[tiredofcareer]

None of the things you listed are problems. The other comment demonstrates solutions to all of them, and I do not understand your fourth bullet point in context at all.

> C, C++, Java, C# etc. programmers have been pulling dependencies in their repos for ages.

I'm not making this up: in my career, I have never worked on a project where this is the case, and I've worked for shops that write in three of those languages.

> I certainly prefer to manually update them from time to time than to have builds that work on my machine but fail for other people

That's your choice, and it's a little bit different because I'm assuming "other people" are end users -- those that want to recompile SumatraPDF from source for some bizarre reason -- not developers. Fixing a broken build is a skill that every developer should have, but not an end user. Once I learned how to write software, I never came across a situation as an end user compiling an open-source Unix package that I could not solve myself.
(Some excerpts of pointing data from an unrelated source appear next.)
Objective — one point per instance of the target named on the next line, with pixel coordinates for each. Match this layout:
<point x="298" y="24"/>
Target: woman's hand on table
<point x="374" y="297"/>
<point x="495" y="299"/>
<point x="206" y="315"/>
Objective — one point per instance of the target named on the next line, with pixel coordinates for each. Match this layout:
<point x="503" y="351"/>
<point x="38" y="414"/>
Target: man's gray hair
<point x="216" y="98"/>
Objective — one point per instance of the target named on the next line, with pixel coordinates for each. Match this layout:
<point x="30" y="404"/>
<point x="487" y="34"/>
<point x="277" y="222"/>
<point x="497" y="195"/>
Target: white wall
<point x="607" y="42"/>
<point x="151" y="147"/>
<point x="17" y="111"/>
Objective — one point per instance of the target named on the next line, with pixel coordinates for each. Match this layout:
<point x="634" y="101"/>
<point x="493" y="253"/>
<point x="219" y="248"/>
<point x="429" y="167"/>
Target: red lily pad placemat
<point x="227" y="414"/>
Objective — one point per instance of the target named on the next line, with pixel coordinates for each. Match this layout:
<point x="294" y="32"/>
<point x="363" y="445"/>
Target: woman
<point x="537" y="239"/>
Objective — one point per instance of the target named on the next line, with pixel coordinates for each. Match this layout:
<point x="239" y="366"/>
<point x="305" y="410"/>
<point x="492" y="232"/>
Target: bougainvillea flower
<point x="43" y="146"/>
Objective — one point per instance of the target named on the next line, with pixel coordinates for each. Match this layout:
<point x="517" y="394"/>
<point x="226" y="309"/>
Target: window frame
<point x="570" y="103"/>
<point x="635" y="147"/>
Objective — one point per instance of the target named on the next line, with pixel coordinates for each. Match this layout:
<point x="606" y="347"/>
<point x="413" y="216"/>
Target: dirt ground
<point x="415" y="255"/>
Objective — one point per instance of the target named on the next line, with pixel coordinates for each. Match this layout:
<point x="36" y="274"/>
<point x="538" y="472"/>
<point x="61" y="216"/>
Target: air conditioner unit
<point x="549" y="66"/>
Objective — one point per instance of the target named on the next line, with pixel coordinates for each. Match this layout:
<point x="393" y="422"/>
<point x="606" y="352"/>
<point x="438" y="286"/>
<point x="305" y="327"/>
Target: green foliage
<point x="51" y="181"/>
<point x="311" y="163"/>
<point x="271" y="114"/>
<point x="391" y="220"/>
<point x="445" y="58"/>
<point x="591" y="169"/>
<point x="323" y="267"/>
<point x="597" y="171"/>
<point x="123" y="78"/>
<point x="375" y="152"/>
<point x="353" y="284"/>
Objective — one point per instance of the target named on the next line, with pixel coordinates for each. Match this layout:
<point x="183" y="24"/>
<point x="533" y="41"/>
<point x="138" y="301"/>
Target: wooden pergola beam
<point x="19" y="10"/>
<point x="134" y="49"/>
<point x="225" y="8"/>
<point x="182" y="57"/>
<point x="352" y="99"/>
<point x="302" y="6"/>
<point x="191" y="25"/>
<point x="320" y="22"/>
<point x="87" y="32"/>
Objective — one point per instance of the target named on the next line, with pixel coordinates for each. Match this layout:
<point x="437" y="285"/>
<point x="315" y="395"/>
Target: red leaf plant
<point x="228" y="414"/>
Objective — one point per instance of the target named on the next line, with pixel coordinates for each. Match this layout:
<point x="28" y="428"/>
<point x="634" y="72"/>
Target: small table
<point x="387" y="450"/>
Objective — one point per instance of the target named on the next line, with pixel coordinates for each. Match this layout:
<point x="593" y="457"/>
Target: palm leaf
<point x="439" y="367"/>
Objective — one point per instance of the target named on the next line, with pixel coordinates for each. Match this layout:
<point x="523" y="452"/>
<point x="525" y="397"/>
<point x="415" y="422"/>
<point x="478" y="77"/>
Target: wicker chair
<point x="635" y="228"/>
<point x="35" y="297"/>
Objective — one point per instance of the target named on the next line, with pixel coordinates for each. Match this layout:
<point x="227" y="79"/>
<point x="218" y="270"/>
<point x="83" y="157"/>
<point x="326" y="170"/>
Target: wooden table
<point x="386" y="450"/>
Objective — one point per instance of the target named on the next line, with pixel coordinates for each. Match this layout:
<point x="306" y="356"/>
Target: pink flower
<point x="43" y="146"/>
The opinion I'm sharing here is related to developing on a team, not distributing source for end-user consumption. It sounds like you don't develop SumatraPDF with many other people, either. Nothing like merge failures on a huge dependency that I didn't write to ruin a Monday.

Also, wait, SumatraPDF is built with dependencies in the codebase? What if a zero-day is discovered in one of your dependencies while you're on vacation for a month; what do distribution maintainers do? Sigh? Patch in the distribution and get to suffer through a merge when you return?

[mercurial]

> C, C++, Java, C# etc. programmers have been pulling dependencies in their repos for ages.
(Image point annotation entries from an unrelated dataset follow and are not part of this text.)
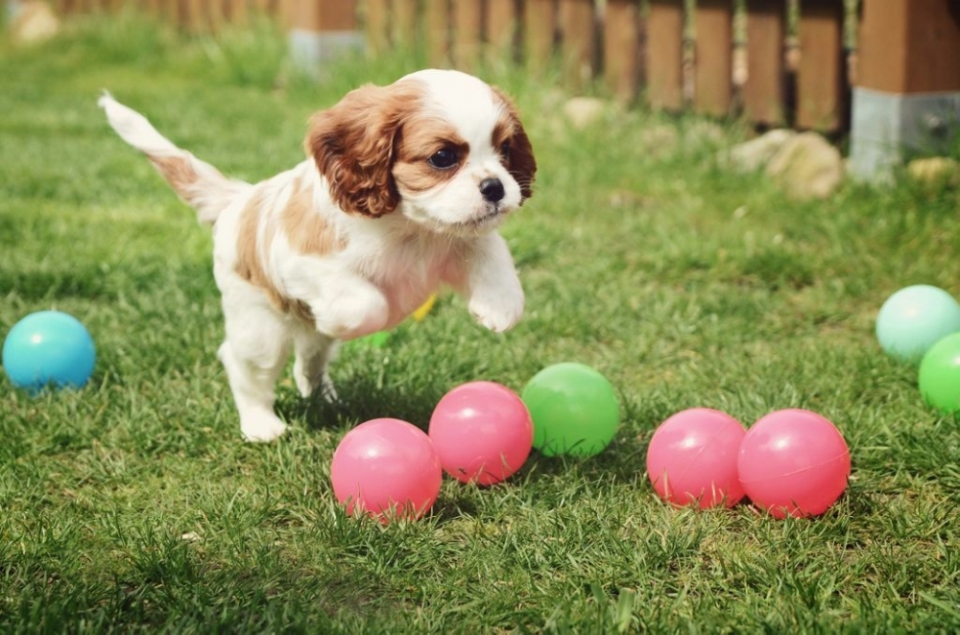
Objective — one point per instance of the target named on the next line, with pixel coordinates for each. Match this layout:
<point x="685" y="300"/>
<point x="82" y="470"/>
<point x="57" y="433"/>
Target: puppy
<point x="403" y="190"/>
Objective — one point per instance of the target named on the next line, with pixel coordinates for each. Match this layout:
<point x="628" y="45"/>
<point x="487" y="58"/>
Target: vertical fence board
<point x="236" y="12"/>
<point x="664" y="54"/>
<point x="436" y="20"/>
<point x="467" y="33"/>
<point x="576" y="23"/>
<point x="821" y="78"/>
<point x="376" y="22"/>
<point x="502" y="28"/>
<point x="406" y="23"/>
<point x="910" y="46"/>
<point x="763" y="92"/>
<point x="621" y="48"/>
<point x="713" y="70"/>
<point x="539" y="26"/>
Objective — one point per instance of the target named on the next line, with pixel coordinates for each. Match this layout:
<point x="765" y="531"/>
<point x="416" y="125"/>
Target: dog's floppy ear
<point x="521" y="162"/>
<point x="354" y="144"/>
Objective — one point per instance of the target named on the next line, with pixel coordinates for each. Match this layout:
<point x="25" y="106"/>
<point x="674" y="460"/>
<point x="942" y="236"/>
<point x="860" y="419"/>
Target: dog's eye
<point x="444" y="159"/>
The first time I worked on a C# project started in an age where nu-get was not widespread, I saw with dismay a "lib" directory with vendored DLLs. It does happen.

[bruceboughton]

Why dismay?

[mercurial]

Many reasons:

- Binary artifacts under version control is no-no for me, unless we're talking assets. Third-party libraries are not assets. - Where do these DLLs come from? How do I know it's not some patched version built by a developer on his machine? I have no guarantee the library can be upgraded to fix a security issue. - Will the DLLs work on another architecture? - What DLL does my application need, and which ones are transitive dependencies?

That's many questions I shouldn't have to ask, because that's what a good package management system solves for you.

[bazzargh]

Spot on. We had this problem taking on some legacy code during a round of layoffs. They had checked in /their own/ DLLs from subprojects. It turned out that one DLL had unknown modifications not in the source code, and another had no source at all.
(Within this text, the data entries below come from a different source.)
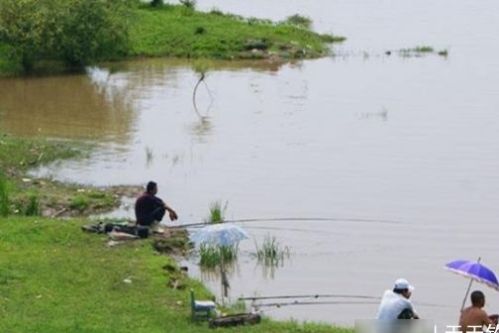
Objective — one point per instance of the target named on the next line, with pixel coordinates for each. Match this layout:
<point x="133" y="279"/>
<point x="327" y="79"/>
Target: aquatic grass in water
<point x="271" y="252"/>
<point x="4" y="197"/>
<point x="33" y="205"/>
<point x="149" y="155"/>
<point x="213" y="255"/>
<point x="217" y="212"/>
<point x="299" y="20"/>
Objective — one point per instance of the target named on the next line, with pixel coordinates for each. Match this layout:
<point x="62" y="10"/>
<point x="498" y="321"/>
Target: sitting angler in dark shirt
<point x="150" y="209"/>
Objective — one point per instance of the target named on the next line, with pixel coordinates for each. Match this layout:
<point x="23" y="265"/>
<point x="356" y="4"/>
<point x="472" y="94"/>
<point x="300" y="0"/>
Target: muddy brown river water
<point x="408" y="144"/>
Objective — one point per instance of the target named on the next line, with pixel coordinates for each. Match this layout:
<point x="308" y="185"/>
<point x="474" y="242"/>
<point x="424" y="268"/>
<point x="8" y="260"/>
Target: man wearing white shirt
<point x="395" y="303"/>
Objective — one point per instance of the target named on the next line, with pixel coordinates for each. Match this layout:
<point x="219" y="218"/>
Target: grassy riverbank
<point x="178" y="31"/>
<point x="165" y="31"/>
<point x="55" y="278"/>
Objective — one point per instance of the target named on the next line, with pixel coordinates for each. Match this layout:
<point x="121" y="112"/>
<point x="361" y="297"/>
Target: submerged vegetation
<point x="71" y="34"/>
<point x="422" y="50"/>
<point x="299" y="20"/>
<point x="20" y="194"/>
<point x="212" y="256"/>
<point x="4" y="197"/>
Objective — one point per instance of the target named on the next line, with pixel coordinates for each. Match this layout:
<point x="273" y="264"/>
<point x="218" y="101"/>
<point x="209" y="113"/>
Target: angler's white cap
<point x="403" y="284"/>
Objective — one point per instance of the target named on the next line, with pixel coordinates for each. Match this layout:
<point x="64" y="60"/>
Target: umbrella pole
<point x="469" y="288"/>
<point x="466" y="295"/>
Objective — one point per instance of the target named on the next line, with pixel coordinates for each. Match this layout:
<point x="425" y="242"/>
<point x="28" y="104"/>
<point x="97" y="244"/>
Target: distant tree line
<point x="75" y="32"/>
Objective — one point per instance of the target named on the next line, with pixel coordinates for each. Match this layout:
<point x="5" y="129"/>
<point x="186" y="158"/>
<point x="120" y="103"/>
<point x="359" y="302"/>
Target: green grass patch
<point x="178" y="31"/>
<point x="55" y="278"/>
<point x="217" y="212"/>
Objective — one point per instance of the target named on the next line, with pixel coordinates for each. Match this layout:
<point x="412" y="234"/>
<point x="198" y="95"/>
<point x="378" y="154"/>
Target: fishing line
<point x="294" y="219"/>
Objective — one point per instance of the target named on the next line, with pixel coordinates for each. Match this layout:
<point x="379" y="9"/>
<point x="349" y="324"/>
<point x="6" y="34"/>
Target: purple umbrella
<point x="475" y="271"/>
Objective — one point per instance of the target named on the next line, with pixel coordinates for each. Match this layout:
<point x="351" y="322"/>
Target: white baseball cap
<point x="403" y="284"/>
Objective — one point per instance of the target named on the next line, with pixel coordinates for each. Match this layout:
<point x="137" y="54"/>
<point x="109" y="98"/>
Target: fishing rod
<point x="316" y="296"/>
<point x="287" y="219"/>
<point x="281" y="304"/>
<point x="255" y="298"/>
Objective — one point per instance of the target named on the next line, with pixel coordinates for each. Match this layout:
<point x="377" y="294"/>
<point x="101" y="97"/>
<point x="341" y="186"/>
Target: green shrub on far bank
<point x="212" y="256"/>
<point x="75" y="32"/>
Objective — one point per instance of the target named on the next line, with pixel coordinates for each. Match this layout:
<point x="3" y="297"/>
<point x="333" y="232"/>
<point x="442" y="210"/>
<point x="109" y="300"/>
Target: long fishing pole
<point x="281" y="304"/>
<point x="287" y="219"/>
<point x="307" y="296"/>
<point x="296" y="302"/>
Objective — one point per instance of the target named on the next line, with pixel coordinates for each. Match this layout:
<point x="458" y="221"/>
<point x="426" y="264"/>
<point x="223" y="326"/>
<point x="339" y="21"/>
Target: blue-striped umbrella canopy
<point x="475" y="271"/>
<point x="223" y="234"/>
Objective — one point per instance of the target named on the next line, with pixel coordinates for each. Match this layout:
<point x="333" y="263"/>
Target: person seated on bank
<point x="474" y="316"/>
<point x="395" y="303"/>
<point x="150" y="209"/>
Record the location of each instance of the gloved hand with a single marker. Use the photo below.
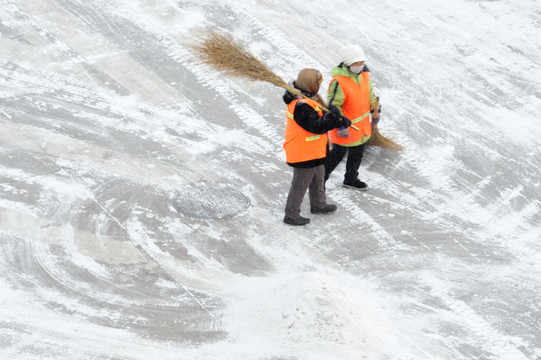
(346, 122)
(335, 111)
(343, 131)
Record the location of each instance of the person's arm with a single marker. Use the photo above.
(309, 119)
Another problem was that by building the way they had, they'd hidden the slowness and complexity of the build - including the same code from different branches via a web of dependencies, and with masses of unused code. They never felt this pain, so had no incentive to keep the code lean.

[bruceboughton]

If you don't trust your developers, then you've got bigger problems.

[mercurial]

Sure. But at the same time, if you make it a policy to forbid nailguns at the workplace, you have less people shooting themselves in the foot while you're not looking.

[bruceboughton]

Great unless you're a home construction business.

Anyway, this analogy isn't helping anyone. You think libs in source control is a problem because some people might not do it properly. I'm contending that there's nothing wrong with libs in source control--there's something wrong with letting people who might not do it properly near your source control.

[wnight]

But if you didn't write the dependency (and thus presumably don't commit to it), why would there be a merge conflict?

As for upstream maintainers rebuilding your package, I don't see how having to update a submodule is vastly different from updating the relevant versions in a file. Both seem like they'd take mere seconds.

It's not like you're writing gotos straight into library code, it's merely a bookkeeping change. You're just importing everything into your repo instead of referring to it by ambiguous version numbers. In the end, the code written and the binary produced should be identical.